Digital laws have been proposed before in the past but is gaining traction ahead of the G20s.

The leaders’ declaration for this week’s Group of 20 summit will call for creating a framework for drawing up international rules on the digital economy to be called the “Osaka track,” according to a draft obtained by The Yomiuri Shimbun. It will also call for achieving results within the year.

The G20 leaders are scheduled to gather in Osaka on Friday and Saturday. In the draft, the section on the digital economy is part of a separate “Osaka statement.”

The Osaka statement draft welcomes progress in discussions among about 80 interested World Trade Organization member states on an e-commerce accord.

The draft expresses the G20’s support for rule creation and other developments in this area through the Osaka track. It states that the leaders vow to collaborate so people all over the world will benefit.

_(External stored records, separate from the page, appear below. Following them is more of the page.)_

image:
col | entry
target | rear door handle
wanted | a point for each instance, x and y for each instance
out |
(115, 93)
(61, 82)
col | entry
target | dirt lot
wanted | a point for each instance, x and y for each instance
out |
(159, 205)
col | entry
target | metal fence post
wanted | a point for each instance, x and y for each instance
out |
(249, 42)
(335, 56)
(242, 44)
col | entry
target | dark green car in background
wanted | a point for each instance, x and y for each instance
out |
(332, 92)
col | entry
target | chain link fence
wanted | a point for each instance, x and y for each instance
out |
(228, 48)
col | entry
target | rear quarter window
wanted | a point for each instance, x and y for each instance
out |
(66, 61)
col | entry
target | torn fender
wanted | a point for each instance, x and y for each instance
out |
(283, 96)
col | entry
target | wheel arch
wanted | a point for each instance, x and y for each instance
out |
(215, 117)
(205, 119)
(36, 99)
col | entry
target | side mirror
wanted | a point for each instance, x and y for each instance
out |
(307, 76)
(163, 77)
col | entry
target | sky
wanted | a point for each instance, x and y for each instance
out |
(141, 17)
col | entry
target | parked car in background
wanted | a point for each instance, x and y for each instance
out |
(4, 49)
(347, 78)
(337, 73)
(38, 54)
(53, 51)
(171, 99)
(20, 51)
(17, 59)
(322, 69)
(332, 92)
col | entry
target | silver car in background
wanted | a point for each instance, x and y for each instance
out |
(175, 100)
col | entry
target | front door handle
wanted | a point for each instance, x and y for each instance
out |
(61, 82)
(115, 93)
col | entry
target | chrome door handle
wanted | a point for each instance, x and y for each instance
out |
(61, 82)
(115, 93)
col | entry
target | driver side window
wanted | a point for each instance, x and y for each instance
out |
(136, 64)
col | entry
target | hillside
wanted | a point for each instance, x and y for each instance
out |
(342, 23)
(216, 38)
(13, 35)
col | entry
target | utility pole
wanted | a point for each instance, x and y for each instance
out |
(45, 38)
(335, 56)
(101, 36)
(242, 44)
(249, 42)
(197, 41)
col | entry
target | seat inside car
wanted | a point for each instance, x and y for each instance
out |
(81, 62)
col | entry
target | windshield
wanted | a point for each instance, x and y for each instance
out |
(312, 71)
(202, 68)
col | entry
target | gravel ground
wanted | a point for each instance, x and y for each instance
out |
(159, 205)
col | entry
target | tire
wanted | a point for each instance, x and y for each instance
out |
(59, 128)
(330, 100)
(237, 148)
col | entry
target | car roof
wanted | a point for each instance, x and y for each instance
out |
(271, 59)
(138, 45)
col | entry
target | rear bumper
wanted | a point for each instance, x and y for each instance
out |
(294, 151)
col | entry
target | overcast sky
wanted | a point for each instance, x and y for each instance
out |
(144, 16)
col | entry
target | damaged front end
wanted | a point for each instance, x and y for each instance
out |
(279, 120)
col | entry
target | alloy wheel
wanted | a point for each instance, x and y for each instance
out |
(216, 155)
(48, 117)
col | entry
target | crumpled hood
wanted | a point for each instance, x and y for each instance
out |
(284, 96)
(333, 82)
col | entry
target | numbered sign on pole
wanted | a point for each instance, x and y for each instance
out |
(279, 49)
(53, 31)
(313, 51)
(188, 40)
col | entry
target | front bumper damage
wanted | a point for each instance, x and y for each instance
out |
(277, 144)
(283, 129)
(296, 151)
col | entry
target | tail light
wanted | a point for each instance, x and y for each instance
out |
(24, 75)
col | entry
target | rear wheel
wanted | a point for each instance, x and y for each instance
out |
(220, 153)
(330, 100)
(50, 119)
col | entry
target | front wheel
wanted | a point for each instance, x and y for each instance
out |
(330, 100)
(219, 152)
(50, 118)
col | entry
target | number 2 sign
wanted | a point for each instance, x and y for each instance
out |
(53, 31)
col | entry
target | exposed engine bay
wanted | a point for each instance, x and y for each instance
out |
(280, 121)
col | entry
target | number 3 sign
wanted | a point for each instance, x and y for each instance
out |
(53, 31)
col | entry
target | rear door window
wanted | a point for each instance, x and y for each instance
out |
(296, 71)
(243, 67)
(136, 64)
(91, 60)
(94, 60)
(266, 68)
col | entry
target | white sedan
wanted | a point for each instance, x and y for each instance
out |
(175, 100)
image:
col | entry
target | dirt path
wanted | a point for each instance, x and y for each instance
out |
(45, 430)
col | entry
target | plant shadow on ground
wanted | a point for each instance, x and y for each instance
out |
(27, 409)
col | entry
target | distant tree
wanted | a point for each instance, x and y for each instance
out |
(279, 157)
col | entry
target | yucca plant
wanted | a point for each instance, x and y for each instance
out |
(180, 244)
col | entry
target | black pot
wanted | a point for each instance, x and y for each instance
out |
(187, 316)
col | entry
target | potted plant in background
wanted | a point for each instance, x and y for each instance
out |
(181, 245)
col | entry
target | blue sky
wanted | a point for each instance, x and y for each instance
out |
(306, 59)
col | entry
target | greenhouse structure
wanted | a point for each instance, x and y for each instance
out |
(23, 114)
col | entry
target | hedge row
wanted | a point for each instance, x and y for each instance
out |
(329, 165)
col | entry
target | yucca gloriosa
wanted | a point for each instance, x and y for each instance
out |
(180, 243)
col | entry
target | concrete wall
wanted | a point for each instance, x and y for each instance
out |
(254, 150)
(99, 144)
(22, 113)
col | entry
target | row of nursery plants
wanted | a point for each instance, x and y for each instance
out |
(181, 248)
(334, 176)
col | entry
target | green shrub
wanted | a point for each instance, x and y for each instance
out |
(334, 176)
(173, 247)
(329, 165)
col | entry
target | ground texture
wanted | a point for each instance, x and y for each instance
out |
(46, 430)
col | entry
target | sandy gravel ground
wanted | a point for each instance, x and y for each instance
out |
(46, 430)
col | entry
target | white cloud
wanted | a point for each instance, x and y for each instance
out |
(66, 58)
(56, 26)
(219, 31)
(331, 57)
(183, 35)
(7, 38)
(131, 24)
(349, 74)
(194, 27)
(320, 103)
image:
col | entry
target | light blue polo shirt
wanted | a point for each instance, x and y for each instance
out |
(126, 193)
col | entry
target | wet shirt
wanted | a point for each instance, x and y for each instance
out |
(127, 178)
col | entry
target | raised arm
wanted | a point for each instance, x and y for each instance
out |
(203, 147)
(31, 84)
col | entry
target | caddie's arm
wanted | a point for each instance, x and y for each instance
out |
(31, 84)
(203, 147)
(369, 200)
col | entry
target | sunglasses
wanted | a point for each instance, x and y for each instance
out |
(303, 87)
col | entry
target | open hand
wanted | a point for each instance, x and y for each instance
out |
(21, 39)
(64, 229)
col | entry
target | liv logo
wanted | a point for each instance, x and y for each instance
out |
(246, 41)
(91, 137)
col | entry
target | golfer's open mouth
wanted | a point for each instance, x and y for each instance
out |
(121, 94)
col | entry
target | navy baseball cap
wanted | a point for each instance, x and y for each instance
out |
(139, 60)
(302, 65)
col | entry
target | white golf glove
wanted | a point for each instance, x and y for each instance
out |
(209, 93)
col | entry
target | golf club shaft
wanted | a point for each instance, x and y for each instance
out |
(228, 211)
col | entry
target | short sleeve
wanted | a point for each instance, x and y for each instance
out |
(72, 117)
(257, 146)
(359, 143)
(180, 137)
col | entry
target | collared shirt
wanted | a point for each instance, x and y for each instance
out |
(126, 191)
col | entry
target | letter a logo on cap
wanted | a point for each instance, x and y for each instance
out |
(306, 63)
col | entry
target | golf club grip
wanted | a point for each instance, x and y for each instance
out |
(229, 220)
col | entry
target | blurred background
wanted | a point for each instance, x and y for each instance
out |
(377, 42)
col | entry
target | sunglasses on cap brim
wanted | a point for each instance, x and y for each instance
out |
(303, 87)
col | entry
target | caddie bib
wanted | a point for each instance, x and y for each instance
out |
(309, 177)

It sets a goal of having concrete results to show by the time of a WTO ministerial meeting in June 2020.

At last year’s G20 meeting in Argentina, the phrase “fight protectionism” was not included in the leaders’ declaration due to objections by the United States. The draft statement for this week’s summit also lacks such language.

That said, the upcoming leader’s declaration is expected to include the phrase “trade and geopolitical tensions have intensified,” which the United States objected to when it was included in the communique for the G20 finance ministers and central bank governors meeting earlier this month. Therefore, attention is focused on how the United States will react.